Class-based

Compose

Compose(self, transforms)

Composes several transforms together.

Arguments

transforms (list of Transform objects): list of transforms to compose.
Example: >>> transforms.Compose([ >>> transforms.CenterCrop(10), >>> transforms.ToTensor(), >>> ])

DummyAxis

DummyAxis(self, axis=None)

np.expand_dims wrapper - Insert a dummy axis (calls np.expand_dims)

SwapAxes

SwapAxes(self, axis1=None, axis2=None)

np.swapaxes wrapper

If any if the axis is None, do nothing.

ResizeInterval

ResizeInterval(self, width, anchor='center')

Resize the interval

OneHot

OneHot(self, alphabet=('A', 'C', 'G', 'T'), neutral_alphabet='N', neutral_value=0.25, dtype=None)

One-hot encode the sequence

Arguments

alphabet: alphabet to use for the one-hot encoding. This defines the order of the one-hot encoding.
Can either be a list or a string: 'ACGT' or ['A, 'C', 'G', 'T']
neutral_alphabet: which element to use
neutral_value: value of the neutral element
dtype: defines the numpy dtype of the returned array.
alphabet_axis: axis along which the alphabet runs (e.g. A,C,G,T for DNA)
dummy_axis: defines in which dimension a dummy axis should be added. None if no dummy axis is required.

ReorderedOneHot

ReorderedOneHot(self, alphabet=('A', 'C', 'G', 'T'), neutral_alphabet='N', neutral_value=0.25, dtype=None, alphabet_axis=1, dummy_axis=None)

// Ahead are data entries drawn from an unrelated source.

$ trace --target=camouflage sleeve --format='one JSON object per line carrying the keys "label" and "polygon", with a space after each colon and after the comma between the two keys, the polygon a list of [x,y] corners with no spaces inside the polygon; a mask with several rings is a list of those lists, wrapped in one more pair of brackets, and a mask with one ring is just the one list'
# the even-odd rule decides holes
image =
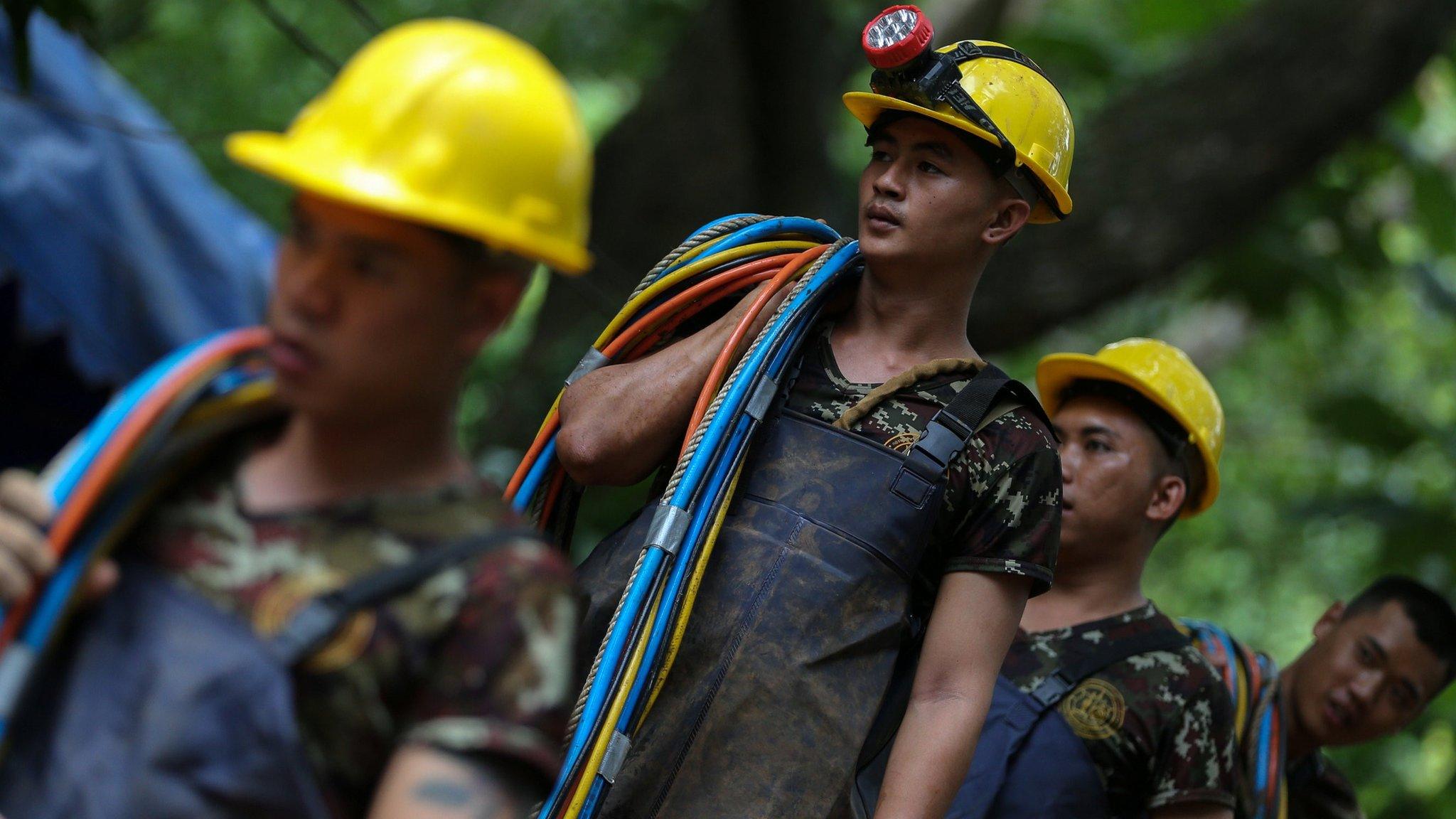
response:
{"label": "camouflage sleeve", "polygon": [[403,739],[520,759],[555,778],[577,694],[578,603],[571,568],[550,546],[523,541],[482,558]]}
{"label": "camouflage sleeve", "polygon": [[[1061,461],[1051,433],[1016,410],[987,427],[951,474],[964,507],[949,507],[955,529],[945,571],[992,571],[1051,587],[1061,533]],[[961,488],[955,487],[955,488]]]}
{"label": "camouflage sleeve", "polygon": [[1149,810],[1188,803],[1235,807],[1238,802],[1233,702],[1203,656],[1195,654],[1197,648],[1184,651],[1190,673],[1171,678],[1182,683],[1184,691],[1159,697],[1178,702],[1178,708],[1158,739]]}

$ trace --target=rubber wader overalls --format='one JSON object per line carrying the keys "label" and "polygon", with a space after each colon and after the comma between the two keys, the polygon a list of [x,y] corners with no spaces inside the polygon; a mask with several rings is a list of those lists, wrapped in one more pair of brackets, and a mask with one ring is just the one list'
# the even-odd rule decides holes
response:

Flexible one-hot encoding class that can account for many different one-hot encoding formats.

Arguments

alphabet: alphabet to use for the one-hot encoding. This defines the order of the one-hot encoding.
Can either be a list or a string: 'ACGT' or ['A, 'C', 'G', 'T']
neutral_alphabet: (single string character) neutral element representing
neutral_value: value of the neutral element
dtype: defines the numpy dtype of the returned array.
alphabet_axis: axis along which the alphabet runs (e.g. A,C,G,T for DNA)
dummy_axis: defines in which dimension a dummy axis should be added. None if no dummy axis is required.
Examples (None = sequence axis):
- (None, 4): default
- (4, None): alphabet_axis=0
- (4, 1, None): alphabet_axis=0, dummy_axis=1

SplitSplicingSeq

SplitSplicingSeq(self, exon_cut_l=0, exon_cut_r=0, intron5prime_cut=6, intron3prime_cut=6, acceptor_intron_len=50, acceptor_exon_len=3, donor_exon_len=5, donor_intron_len=13)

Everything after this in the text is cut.